MPs condemned Google for not taking down a video by a former Ku Klux Klan leader which accused Jews of masterminding the genocide of white people because it did not breach its guidelines.
David Winnick, a Labour MP, accused three senior figures from twitter, Facebook and Google of “commercial prostitution” and asked them if they had “no shame”.
Yvette Cooper, the chairwoman of the Commons Home Affairs Select Committee told the three social media firms that they have a “terrible reputation” over their efforts to tackle abusive content.
And she expressed disbelief when Google’s vice-president said the recording posted by David Duke, a notorious Holocaust denier, did not “breach our guidelines”.
The recording, broadcast on YouTube, accuses “Zionists” of having “ethnically cleansed the Palestinians” and planning to do “the same thing to Europeans and Americans”.
Ms Cooper told Google’s Peter Barron: “You allow David Duke to upload an entire video which is all about malicious and hateful comments about Jewish people. How on earth is that not a breach of your own guidelines? I think most people would be appalled by that video and think it goes against all standards of public decency in this country.”
Ms Cooper revealed that two other videos had only been taken down by Google after her committee, which has begun an inquiry into hate crime on social media, protested.
One had been posted by National Action, a neo-Nazi group that celebrated the murder of the Labour MP Jo Cox, which was banned as a terrorist organisation in December.
Ms Cooper told the three social media giants that she found none of their responses “particularly convincing”.
She said: “We understand the challenges you face … but you all have millions of users in the UK and you make billions of pounds from these users.
“You all have a terrible reputation among users for dealing swiftly with problems in content even against your own community standards.
“Surely when you manage to have such a good reputation with advertisers for targeting content and for doing all kinds of sophisticated things with your platforms, surely you should be able to do a better job in order to be able to keep your users safe online and deal with this kind of hate speech.”
She added: “Don’t you feel any sense of responsibility as a multi-billion pound organisation to at least check that you are not distributing material from proscribed organisations?”
Peter Barron, of Google, which runs YouTube, said: “We have 400 hours of video uploaded onto YouTube every minute which is an extraordinary amount of content.
“Clearly we don’t want illegal content on our platforms and when flagged to us we remove that as quickly as we possibly can.”

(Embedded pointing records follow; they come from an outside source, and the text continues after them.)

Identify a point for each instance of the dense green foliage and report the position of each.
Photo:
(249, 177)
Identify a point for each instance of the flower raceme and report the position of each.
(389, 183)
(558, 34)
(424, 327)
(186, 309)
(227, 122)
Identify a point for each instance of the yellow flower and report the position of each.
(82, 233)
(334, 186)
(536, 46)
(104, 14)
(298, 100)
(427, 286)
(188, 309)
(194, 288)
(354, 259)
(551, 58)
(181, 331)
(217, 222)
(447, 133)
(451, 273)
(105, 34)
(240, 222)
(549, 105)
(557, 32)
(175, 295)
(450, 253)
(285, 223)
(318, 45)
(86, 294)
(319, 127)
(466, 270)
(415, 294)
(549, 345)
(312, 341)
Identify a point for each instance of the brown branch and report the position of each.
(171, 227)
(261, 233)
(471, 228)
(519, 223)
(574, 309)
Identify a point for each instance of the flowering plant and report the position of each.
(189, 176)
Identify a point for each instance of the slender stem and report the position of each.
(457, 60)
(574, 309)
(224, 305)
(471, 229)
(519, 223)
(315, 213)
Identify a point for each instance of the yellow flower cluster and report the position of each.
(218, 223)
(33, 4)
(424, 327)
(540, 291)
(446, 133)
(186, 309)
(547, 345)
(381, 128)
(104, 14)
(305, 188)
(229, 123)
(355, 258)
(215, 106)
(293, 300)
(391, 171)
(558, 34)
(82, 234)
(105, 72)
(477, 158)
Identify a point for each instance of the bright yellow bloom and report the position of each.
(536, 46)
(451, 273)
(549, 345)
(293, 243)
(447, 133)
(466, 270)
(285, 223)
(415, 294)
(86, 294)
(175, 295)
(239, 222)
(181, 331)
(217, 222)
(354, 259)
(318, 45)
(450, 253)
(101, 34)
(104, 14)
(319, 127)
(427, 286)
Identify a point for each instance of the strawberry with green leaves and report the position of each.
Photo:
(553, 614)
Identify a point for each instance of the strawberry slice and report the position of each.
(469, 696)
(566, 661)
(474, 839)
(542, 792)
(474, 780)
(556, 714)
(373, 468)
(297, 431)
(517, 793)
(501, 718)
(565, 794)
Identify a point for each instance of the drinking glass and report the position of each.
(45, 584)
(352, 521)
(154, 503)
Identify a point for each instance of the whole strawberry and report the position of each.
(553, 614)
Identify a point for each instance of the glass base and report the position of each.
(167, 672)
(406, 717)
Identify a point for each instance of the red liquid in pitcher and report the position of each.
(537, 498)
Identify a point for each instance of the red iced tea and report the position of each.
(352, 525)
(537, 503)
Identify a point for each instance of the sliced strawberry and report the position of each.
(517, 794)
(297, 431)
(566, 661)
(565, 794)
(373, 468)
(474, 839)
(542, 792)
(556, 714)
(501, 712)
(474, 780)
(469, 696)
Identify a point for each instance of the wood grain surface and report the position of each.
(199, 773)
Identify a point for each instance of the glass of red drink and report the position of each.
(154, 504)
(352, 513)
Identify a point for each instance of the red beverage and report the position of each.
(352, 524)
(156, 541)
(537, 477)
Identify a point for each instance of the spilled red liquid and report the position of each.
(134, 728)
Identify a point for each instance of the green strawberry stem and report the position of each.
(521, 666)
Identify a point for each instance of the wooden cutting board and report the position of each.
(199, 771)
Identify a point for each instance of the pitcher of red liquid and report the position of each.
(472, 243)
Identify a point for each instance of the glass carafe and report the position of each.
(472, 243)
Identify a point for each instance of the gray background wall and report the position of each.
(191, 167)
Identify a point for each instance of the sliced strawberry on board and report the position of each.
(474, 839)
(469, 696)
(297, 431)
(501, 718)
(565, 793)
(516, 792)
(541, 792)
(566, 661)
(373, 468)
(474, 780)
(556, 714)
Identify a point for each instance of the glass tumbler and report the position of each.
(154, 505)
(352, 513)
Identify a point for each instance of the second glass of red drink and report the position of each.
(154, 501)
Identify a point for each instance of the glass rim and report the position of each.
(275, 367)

Four pages that were flagged to Facebook all remained on the site, including one titled “Ban Islam”.
Simon Milner, of Facebook, said the social media site spends a lot of time, effort and resource to tackling the problem.
“To suggest we are in some way negligent or not caring about this issue is simply not true,” he said.
Twitter suspended three accounts that were highlighted to it by MPs but one, which included a tweet with a hashtag “deport all Muslims”, remained.
Nick Pickles, from the microblogging site, said that while it was “highly offensive” the tweet did not breach its rules around hateful conduct.
He apologised that Ms Cooper had not yet received a response over tweets relating to German chancellor Angela Merkel and London Mayor Sadiq Khan that she had reported.